As shown in this study, hyperuricemia is well known to be associated with hypertension. Hyperuricemia is also related to endothelial dysfunction and development of cardiovascular and kidney diseases [4, 811]. Previous studies detected hyperuricemia in 25 % of hypertensive patients, while hypertension was detected in 50–70 % of patients with hyperuricemia [12]. It was suggested that uric acid induces proliferation of vascular smooth muscle cells and activates the renin–angiotensin–aldosterone system [10, 11, 13]. Hyerperuricemia was also found to reduce the synthesis of nitric oxide, at the same time increasing inflammation and oxidative stress.

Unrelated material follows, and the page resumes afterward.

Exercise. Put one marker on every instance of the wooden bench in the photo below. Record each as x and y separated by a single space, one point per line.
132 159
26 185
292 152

All of these changes may also have role in the pathogenesis and progression of IgA nephropathy [14]. In animal studies, hyperuricemia was demonstrated to cause renal injury by leading to Th1/Th2 cell polarization and extracellular matrix gene expression [15]. Myllymaki et al. [7] investigated the relationship between histopathological findings and serum biochemical values of 202 patients with IgA nephropathy and found hyperuricemia as an independent risk factor for tubular atrophy, interstitial fibrosis and inflammation. Zhou et al. [20] showed that higher plasma uric acid levels are associated with more severe tubulointerstitial lesions in 258 IgAN cases with normal baseline eGFR (eGFR ≥ 90 mL/min/1.73 m2).

In humans, several studies described associations between serum uric acid concentration and progression of CKD [16, 17]. Data from a cohort of 3499 subjects, who had been followed for 12 months in Southeastern Asia, revealed that hyperuricemia was an independent risk factor for the progression of kidney disease [18]. Furthermore, lowering serum uric acid with allopurinol improves kidney function [4, 19]. Most importantly, in two previous studies, it was shown that the serum uric acid levels are associated with the progression of IgA nephropathy [1, 5].

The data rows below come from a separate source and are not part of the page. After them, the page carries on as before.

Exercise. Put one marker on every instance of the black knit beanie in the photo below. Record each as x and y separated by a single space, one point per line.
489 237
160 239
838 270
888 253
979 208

Hyperuricemia may be a marker to predict tubular atrophy/interstitial fibrosis in IgAN, especially in those with normal eGFR [20]. In fact, tubular excretion of uric acid plays a major role of removal uric acid from the body. Therefore, hyperuricemia could be considered a secondary consequence of the tubular damage and thus a biomarker of disease severity. Although in numerous studies it was shown that hyperuricemia is an independent risk factor for progression of CKD including IgAN [47], a clear causative role/interaction remains to be established.

Our group previously showed that treatment of hyperuricemia with allopurinol in CKD resulted in a fall in blood pressure and reduction in progressive deterioration of renal function [4]. In light of previous studies, we speculate that treatment of hyperuricemia may be tested in trials as a part of treatment in IgAN [21, 22].

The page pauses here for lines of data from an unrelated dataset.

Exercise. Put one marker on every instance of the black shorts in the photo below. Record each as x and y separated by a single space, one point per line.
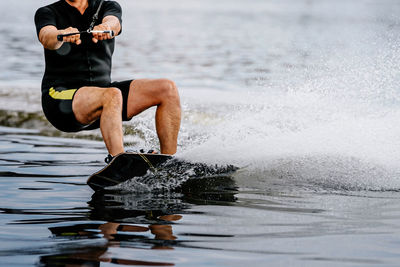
57 107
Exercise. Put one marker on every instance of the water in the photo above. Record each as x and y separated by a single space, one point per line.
303 96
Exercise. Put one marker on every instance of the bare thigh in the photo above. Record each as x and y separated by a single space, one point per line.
146 93
87 104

The limitations of the study have to be mentioned. Firstly, the follow-up period was relatively short, and sample size was also limited. Secondly, we included IgAN patients of which were not received immunosuppressive medications to elucidate the role of serum uric acid level independently. We also did not correlate the severity of biopsy findings of IgAN with serum uric acid level.

Conclusion

Baseline high serum uric acid concentration might be risk factor for decline in kidney function in IgA nephropathy patients. Uric acid-lowering treatments may be beneficial for the prevention of progression of IgA nephropathy. Further randomized controlled studies are needed to elucidate the effect of treatment of hyperuricemia on decline in kidney function in IgA nephropathy.